Netflix is missing all of the juiciness, so let me help. Set in a fictional seaside Spanish town in the early 1900s, Gran Hotel (also called "Grand Hotel" on Netflix) follows the inner workings of a fancy hotel (just wired for electricity!) and the ruthless Alarcón family that owns it and will stop at nothing to keep owning it. Think Downton Abbey on steroids in Spain. But with less #richpeopleproblems, more murder.
It's amazing well-acted, but describing this show sounds like a telenovela (soap opera): It's a maze of who-is-sleeping-with-whom and who-knows-whose-secrets. Because everybody on this show has at least one reputation- or life-threatening secret ... per episode. Okay, that's an exaggeration, but not by much. One character here pretends to be pregnant, steals someone else's baby, commits a murder, commits another unrelated murder and starts an affair with a priest — perfect for confessing her many sins, right?

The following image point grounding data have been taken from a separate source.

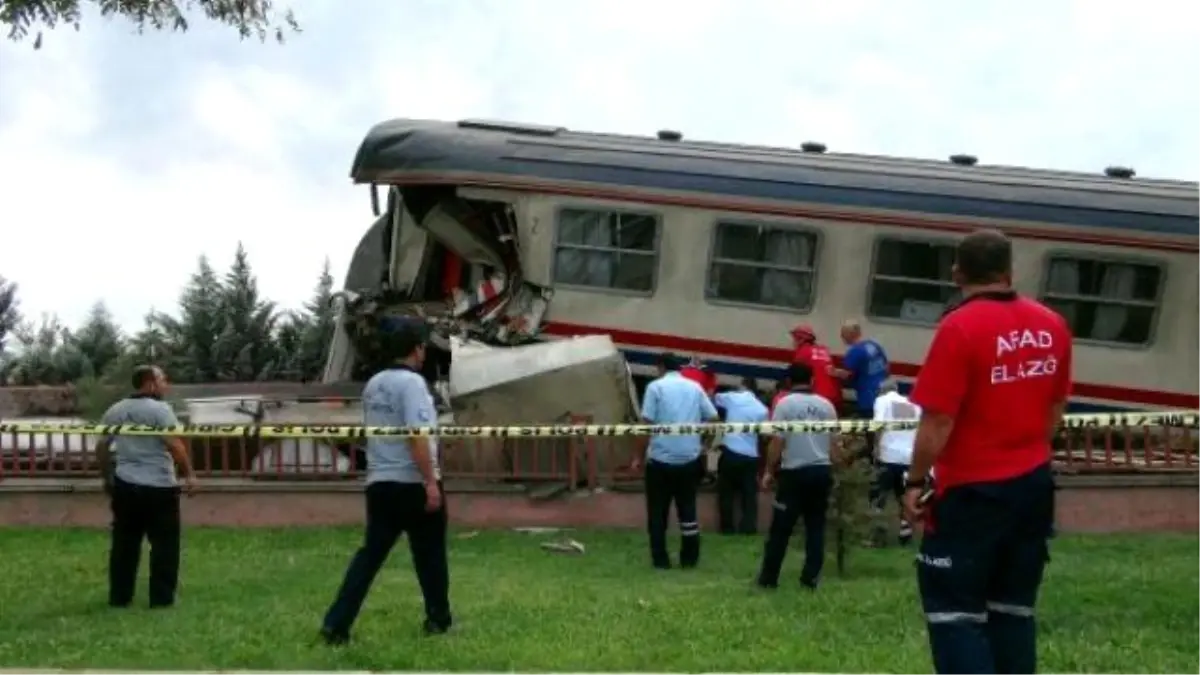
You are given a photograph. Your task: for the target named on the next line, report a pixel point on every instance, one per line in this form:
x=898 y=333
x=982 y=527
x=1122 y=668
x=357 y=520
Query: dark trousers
x=395 y=509
x=889 y=481
x=737 y=489
x=143 y=513
x=801 y=494
x=979 y=571
x=666 y=484
x=870 y=437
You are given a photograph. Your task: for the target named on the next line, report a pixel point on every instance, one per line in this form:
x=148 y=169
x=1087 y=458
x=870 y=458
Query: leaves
x=222 y=330
x=251 y=18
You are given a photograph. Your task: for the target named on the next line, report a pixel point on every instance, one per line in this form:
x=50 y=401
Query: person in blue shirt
x=672 y=463
x=403 y=491
x=737 y=469
x=865 y=368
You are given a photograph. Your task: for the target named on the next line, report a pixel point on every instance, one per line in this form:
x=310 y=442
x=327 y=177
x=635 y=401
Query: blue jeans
x=979 y=571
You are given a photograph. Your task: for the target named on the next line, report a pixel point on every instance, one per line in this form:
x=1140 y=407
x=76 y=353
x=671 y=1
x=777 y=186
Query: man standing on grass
x=804 y=482
x=737 y=469
x=143 y=490
x=672 y=472
x=894 y=454
x=403 y=493
x=993 y=392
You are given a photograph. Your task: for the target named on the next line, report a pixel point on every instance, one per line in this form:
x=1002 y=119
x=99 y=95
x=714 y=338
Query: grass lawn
x=253 y=599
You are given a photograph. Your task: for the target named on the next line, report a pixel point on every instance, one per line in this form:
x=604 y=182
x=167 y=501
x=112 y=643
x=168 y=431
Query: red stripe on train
x=779 y=354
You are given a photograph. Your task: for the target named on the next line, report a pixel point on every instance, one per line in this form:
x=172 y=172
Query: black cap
x=405 y=333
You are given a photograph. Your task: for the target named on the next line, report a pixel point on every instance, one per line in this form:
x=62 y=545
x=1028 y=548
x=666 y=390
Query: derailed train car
x=511 y=233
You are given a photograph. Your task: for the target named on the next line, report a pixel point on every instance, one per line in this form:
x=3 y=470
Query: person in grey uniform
x=672 y=463
x=804 y=482
x=403 y=494
x=144 y=493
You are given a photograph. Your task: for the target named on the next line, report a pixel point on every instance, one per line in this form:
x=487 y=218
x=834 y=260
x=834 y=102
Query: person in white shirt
x=894 y=454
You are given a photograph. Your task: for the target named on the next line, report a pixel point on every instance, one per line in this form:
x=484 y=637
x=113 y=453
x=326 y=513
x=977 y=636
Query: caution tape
x=1185 y=418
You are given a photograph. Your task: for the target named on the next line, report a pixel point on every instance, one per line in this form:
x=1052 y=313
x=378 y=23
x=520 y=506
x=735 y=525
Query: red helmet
x=804 y=333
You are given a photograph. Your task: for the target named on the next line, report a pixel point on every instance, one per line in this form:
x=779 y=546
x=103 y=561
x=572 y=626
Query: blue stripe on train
x=771 y=374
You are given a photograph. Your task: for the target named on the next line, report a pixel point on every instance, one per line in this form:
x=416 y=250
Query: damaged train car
x=510 y=233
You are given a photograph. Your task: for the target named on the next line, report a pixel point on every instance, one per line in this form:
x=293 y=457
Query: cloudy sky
x=123 y=157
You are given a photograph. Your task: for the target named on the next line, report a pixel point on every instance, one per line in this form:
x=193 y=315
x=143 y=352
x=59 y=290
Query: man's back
x=742 y=406
x=673 y=399
x=868 y=364
x=397 y=398
x=143 y=460
x=999 y=366
x=895 y=447
x=808 y=448
x=823 y=383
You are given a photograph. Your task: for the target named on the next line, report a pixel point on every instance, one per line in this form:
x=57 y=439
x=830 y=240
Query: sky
x=124 y=156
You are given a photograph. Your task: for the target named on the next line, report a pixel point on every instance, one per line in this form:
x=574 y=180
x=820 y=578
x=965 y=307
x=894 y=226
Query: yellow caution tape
x=1189 y=418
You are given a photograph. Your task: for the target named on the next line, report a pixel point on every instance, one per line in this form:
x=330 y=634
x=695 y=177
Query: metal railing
x=577 y=461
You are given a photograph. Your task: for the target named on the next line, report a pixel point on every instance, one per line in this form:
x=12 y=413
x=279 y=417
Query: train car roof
x=474 y=150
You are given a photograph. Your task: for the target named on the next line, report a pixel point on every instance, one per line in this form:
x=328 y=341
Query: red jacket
x=819 y=359
x=702 y=377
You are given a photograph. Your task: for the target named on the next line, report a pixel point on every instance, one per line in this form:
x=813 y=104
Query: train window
x=613 y=250
x=1107 y=300
x=911 y=280
x=762 y=264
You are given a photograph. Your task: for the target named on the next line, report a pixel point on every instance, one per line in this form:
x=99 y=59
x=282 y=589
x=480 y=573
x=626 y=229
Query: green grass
x=255 y=598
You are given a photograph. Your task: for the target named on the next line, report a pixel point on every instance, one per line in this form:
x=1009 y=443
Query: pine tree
x=99 y=340
x=10 y=314
x=193 y=335
x=244 y=348
x=319 y=321
x=41 y=358
x=10 y=318
x=289 y=334
x=151 y=345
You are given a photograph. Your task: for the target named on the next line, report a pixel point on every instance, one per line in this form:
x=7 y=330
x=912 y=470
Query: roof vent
x=511 y=127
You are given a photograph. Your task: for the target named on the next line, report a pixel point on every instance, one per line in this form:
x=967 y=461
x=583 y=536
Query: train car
x=525 y=232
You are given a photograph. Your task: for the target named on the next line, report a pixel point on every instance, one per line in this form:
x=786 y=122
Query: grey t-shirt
x=397 y=398
x=804 y=449
x=143 y=460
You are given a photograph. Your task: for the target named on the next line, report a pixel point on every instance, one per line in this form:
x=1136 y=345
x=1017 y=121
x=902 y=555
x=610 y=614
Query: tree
x=10 y=314
x=192 y=338
x=250 y=18
x=319 y=320
x=10 y=318
x=151 y=345
x=99 y=340
x=245 y=348
x=42 y=358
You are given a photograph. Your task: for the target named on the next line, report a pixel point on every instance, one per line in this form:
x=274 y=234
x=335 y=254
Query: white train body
x=719 y=250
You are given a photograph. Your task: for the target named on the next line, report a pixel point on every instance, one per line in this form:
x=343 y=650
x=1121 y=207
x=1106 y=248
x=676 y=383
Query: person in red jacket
x=993 y=392
x=816 y=357
x=699 y=372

This is madre. She means business.
The matriarch of the family is ruthless, demanding and the ultimate schemer who basically has the dirt on everyone and isn't afraid to use it to kill off "threats." Her son is an irresponsible libertine, a totally witless scoundrel. Then there's the fickle older daughter, married to a marquess whose title helps the family looking good amidst scandal upon scandal until one of the scandals forces him to sell it. The younger daughter is forced to marry the show's other major villain, the manager of the hotel complicit in all of mom's schemes, but she's really in love with the guy Netflix describes, the one who pretends to be a footman (and a nobleman, when it suits him) to find out about his missing sister who used to be a maid at the hotel.
And aside from the family's many, many backstabbing misdeeds, the hotel staff features a serial killer, a thief, an all-around schemer/aspiring social climber ... and a bastard Alarcón child. For good measure, add in brief apperances by Agatha Christie — finding "inspiration" for Poirot in Gran Hotel's police detective — and King Alfonso XVIII.

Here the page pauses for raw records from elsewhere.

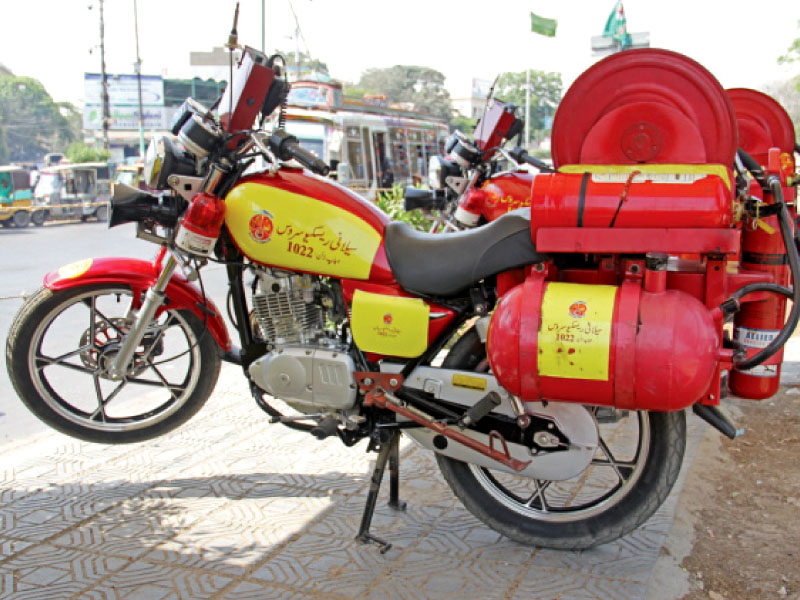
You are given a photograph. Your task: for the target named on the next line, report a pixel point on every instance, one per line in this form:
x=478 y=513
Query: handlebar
x=521 y=156
x=424 y=199
x=286 y=147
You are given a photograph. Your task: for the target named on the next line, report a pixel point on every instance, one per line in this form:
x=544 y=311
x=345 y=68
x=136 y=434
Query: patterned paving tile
x=422 y=575
x=51 y=572
x=258 y=590
x=231 y=507
x=148 y=581
x=325 y=565
x=9 y=547
x=570 y=585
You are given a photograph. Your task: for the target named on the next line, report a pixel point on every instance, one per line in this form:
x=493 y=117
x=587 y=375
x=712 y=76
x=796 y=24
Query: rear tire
x=21 y=218
x=58 y=350
x=102 y=213
x=498 y=499
x=39 y=217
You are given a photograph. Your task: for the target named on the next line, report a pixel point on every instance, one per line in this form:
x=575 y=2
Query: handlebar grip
x=286 y=147
x=521 y=155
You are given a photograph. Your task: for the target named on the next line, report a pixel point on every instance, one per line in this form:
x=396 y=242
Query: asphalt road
x=26 y=255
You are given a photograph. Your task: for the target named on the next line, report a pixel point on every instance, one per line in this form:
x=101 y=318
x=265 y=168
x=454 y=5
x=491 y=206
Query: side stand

Intrigued? You should be. Time period gorgeousness aside, the mysteries are elaborate, the motives juicy, the romantic tension swoon-worthy.
Ah, the romance!
Gran Hotel is also insanely binge-worthy, in part because Netflix made it that way. The show ran on Spanish TV in 70- to 80-minute episodes, but Netflix broke it down into more digestible 45-minute episodes ... that break in weird and super cliffhanger moments that have you jumping right into the next episode holding your breath.
I'd been busy recently binge-watching The X-Files (my boyfriend asked me last week to "give Mulder a rest for a few days"), but it ground to a halt when Netflix finally threw up the third season of Gran Hotel. Those of you who jump on the bandwagon now are lucky: You can watch the series start to finish; the third season had been held up for months that I spent painstakingly attempting to find out via Wikipedia and subtitle-less YouTube videos who was alive and who was dead.

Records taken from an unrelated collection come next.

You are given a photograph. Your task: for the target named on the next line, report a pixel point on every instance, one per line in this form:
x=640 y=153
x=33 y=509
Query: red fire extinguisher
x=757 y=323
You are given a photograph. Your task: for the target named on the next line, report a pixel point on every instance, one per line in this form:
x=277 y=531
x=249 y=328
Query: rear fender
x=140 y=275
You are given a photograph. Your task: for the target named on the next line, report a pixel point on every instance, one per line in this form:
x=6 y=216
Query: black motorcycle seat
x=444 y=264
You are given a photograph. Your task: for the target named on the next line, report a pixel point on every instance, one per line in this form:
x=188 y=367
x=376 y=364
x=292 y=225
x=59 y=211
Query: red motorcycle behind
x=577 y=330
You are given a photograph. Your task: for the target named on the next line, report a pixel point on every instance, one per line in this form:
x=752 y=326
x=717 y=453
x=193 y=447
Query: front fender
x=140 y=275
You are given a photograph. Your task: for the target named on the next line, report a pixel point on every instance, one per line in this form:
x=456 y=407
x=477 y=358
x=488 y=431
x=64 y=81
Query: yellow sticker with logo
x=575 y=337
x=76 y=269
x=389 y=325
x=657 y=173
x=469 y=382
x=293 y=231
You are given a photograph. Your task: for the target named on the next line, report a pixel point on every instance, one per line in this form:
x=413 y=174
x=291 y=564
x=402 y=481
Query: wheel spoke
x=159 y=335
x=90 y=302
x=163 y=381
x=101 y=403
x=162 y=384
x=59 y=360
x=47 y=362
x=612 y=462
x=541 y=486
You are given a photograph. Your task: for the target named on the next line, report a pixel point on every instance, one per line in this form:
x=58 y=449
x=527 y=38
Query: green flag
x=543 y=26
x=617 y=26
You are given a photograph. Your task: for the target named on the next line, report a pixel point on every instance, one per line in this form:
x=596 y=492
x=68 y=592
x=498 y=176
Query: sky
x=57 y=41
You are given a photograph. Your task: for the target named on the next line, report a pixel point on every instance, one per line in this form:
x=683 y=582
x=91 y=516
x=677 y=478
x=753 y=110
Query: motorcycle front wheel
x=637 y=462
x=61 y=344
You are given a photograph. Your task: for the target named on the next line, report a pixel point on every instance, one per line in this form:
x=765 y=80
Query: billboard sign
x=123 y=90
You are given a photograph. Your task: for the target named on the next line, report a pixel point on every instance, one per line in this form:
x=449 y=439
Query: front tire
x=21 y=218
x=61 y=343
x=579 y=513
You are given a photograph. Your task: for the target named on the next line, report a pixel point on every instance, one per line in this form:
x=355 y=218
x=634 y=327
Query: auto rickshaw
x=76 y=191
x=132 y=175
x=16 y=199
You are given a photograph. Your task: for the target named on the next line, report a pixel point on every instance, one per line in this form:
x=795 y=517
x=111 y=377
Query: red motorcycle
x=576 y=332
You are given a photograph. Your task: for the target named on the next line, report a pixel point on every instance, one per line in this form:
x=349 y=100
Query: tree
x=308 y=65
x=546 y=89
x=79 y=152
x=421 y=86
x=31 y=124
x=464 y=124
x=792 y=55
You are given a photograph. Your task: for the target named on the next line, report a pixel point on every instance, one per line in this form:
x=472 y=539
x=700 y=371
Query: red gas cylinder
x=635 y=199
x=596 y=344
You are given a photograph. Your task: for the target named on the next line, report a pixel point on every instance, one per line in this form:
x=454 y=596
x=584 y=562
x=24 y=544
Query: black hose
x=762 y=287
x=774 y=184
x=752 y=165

I speak a decent amount of Spanish (you can usually find me listening to reggaeton), but this early 1900s Spain Spanish is a whole other animal. It's beautiful to listen to even if you're glued to the subtitles (although honestly the typical Spain lisping sounds instead of C's, Z's and S's just about drove me mad at first).
And trust me, those subtitles have some zingers that lose nothing in translation. "If men were punished for the evil they did, you'd have been dead years ago." Yowza!